Notice that the Contour Plot in Figure 3.7 would indicate that to minimize stock, you would want to set Cure Time to 30 and Screw rpm to 70, yet our software indicated we should set Cure Time to 20 and Screw rpm to 58 based upon trying to optimize TWO responses. Remember when we defined our responses? At that time we said that the Bow was more important and had a weight of 10; whereas, the Stock was less important and had a weight of only 5. This is where the desirability function is helpful. The software was able to optimize BOTH responses given the different weights we assigned to each response. Experiment Conclusion Before the designed experiment was conducted, it was believed that by simply increasing cure time and using the mold as a shrink fixture the bowing could be reduced. The amount of bow experienced before the designed experiment was ranging between 0.030" to 0.045". After some analysis by the printer, it was decided that bow less than 0.028" would produce acceptable parts. A bow of less than 0.022" would be ideal. As anticipated, the results indicated that cure time was the factor with the greatest influence over bow.
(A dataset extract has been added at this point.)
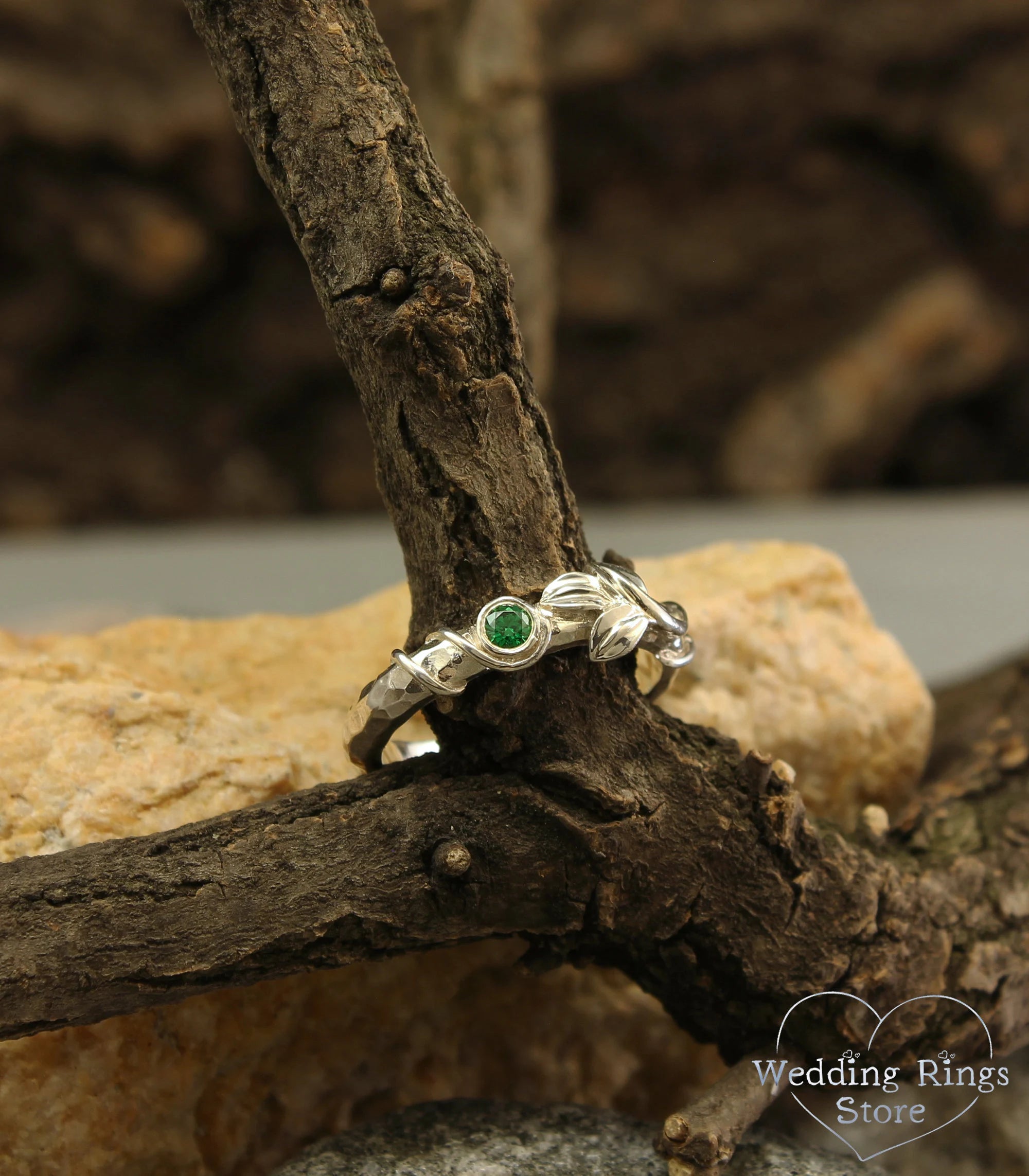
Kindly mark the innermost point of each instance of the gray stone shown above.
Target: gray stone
(480, 1137)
The Pareto Chart in Figure 3.8 graphically demonstrates this. Figure 3.8. This, however, was the only thing our initial beliefs and the results had in common. Lower bow figures were actually found when the cure time was set at the low level

of 20 and not the high level of 30. The beauty of experimental design is that it can predict results of factor settings not captured in the initial eight runs. DOE Wisdom s target feature uses the prediction equation to determine the best factor settings to minimize bow and to generate parts with acceptable stock values. The following settings were determined to be optimal: Cure Time 20 Screw rpm 58 1 st Stage Pressure 50 The Contour Plots agreed with these settings. Although these exact settings were never actually tested during the designed experiment, the software was able to predict that by setting the factors to these levels, a bow of approximately 0.022" could be achieved. Confirmation Runs It is very important to run confirmation runs before reaching conclusions about the validity of the experiment. We recommend that 25 or more confirmation runs are done. For this experiment, the process was set to the above values. In order to ensure process stability, the molding machine was allowed to run for 30 minutes before samples were taken for measurement. After process stability was reached, 25 consecutive shots were measured to confirm the predictions from the experiment. All parts were acceptable for Bow and Stock! Desirability Function Summary Desirability functions are excellent to use when developing products in which many properties must be balanced. Although desirability functions have been used for many years, the implementation was extremely tedious to do by hand. Fortunately, easy-to-use software is now available so that injection molders may take full advantage of this valuable tool.